Mahkemece, iddia, savunma ve tüm dosya kapsamına göre, İstanbul 15. ATM"nde 2014/1571 E. sayılı dava açıldığı, yapılan yargılamada taraflar arasında tahkim sözleşmesi bulunduğunun kabul edildiği, bu nedenle davanın usulden reddine karar verildiği ve verilen kararın kesinleştiği, kesinleşen bu karar ile sözleşmenin tarafları bağlayıcı olduğu, tahkim şartının da geçerli olduğu, davacı tarafından verilen hizmetin muhatabının ... Grup olduğu, ... Grubun tüzel kişiliğinin olmadığı hususunun kabul edildiği, ... Grup adına hareket eden ..."nun Borçlar Kanununda yer alan yetkisiz temsil hükümlerine göre hizmet bedelinden sorumlu olacağına karar verdiği, tahkim heyetinin kendi yetkilerine ilişkin verdiği kararların usul ve yasaya aykırı olmadığı, tahkim heyetinin yetkilerini aşmadıkları, tahkim yargılamasının usule uygun şekilde yürütüldüğü, gerekli araştırmaların yapıldığı, delillerin toplandığı, tarafların eşitliği ilkesinin gözetildiği, kararda hak ve nesafet kurallarına kamu düzenine aykırılık bulunmadığı gerekçesiyle, davanın reddine karar verilmiştir.
Kararı, davacı vekili temyiz etmiştir.
1-Dava, hakem kararının iptali istemine ilişkindir.
Yerel Mahkeme karar tarihinden önce 5235 Sayılı Adli Yargı İlk Derece Mahkemeleri ile Bölge Adliye Mahkemelerinin Kuruluş, Görev Yetkileri Hakkındaki Kanun"un 5/3-4 fıkrasında 14/03/2018 tarihli ve 7101 Sayılı Kanun"un 55. maddesi ile yapılan değişiklikle fıkradaki "İptal davaları" ibaresi madde metninden çıkarılmıştır.
Bu hüküm bir usul hükmüdür derhal uygulanır. Kanunda derhal uygulamayı engelleyen geçici bir hükümde bulunmadığına göre hakem kararlarının iptali davalarının HMK 410. maddesi uyarınca Bölge Adliye Mahkemelerinde ilk derece mahkemesi sıfatıyla bakılması gerekir.

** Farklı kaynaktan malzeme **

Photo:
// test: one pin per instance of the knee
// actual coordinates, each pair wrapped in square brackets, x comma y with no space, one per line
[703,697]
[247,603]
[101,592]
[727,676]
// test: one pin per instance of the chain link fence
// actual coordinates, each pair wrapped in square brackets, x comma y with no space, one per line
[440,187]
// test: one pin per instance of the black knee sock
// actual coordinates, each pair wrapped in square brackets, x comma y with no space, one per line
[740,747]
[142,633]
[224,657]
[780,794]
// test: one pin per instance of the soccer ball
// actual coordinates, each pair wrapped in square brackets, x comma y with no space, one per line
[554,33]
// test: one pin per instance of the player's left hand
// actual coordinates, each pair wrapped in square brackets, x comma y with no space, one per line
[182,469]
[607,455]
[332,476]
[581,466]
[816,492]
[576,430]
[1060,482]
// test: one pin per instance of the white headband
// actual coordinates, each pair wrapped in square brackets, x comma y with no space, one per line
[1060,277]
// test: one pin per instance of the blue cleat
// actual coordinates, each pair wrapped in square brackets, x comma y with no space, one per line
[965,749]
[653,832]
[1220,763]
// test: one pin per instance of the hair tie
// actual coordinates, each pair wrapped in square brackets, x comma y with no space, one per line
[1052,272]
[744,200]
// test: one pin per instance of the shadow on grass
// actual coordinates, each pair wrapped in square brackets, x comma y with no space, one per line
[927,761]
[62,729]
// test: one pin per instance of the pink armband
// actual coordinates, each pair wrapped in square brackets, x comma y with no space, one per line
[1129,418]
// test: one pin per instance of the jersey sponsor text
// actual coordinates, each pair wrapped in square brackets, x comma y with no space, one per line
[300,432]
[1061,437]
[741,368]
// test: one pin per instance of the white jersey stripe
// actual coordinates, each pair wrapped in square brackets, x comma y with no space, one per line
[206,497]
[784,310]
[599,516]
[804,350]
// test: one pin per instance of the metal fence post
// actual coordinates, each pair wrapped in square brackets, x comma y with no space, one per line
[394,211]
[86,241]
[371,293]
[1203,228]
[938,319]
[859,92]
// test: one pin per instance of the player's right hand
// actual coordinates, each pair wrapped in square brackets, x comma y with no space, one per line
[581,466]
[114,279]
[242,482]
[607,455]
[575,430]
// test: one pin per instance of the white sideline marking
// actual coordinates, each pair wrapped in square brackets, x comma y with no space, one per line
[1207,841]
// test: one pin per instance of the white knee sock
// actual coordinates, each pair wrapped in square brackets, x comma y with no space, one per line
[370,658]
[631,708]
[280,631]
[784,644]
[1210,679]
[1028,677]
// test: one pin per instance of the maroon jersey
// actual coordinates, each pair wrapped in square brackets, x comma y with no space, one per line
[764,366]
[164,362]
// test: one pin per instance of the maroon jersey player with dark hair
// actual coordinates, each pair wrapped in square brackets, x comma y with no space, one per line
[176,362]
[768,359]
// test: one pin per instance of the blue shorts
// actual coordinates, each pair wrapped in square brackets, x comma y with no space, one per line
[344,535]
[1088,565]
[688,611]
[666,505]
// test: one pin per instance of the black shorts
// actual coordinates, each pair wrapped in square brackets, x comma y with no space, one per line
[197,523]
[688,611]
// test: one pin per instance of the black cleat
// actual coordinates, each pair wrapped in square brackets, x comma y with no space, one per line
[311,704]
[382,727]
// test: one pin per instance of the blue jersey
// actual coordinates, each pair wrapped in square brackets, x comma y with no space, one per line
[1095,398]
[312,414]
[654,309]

Bu durumda 14/03/2018 tarihli 7101 Sayılı Kanun"la 5235 Sayılı Kanun"da yapılan değişiklikle Bölge Adliye Mahkemeleri hakem kararlarının iptali davalarına ilk derece mahkemesi olarak bakacağından mahkemece Bölge Adliye Mahkemesinin görevli olduğu gerekçesiyle 6100 Sayılı HMK"nın 114/c ve 115/2 maddeleri uyarınca mahkemenin görevine ilişkin dava şartı noksanlığı nedeniyle davanın usulden reddine karar verilmesi gerekirken uyuşmazlığın esası incelenerek yazılı şekilde hüküm kurulmuş olması doğru olmamıştır.
2-Bozma nedenine göre davacı vekilinin diğer temyiz itirazlarının şimdilik incelenmesine gerek görülmemiştir.
SONUÇ:Yukarıda (1) numaralı bentte açıklanan nedenlerle, hükmün BOZULMASINA, (2) numaralı bentte açıklanan nedenlerle, bozma nedenine göre davacı vekilinin diğer temyiz itirazlarının şimdilik incelenmesine yer olmadığına, peşin alınan temyiz harcının ilgiliye iadesine, davanın niteliğine göre Yargıtay duruşmasında vekille temsil olunan davacı yararına vekalet ücreti takdirine yer olmadığına, işbu kararın tebliğinden itibaren 15 gün içerisinde karar düzeltme yolu açık olmak üzere 27.10.2020 tarihinde oy birliğiyle karar verildi.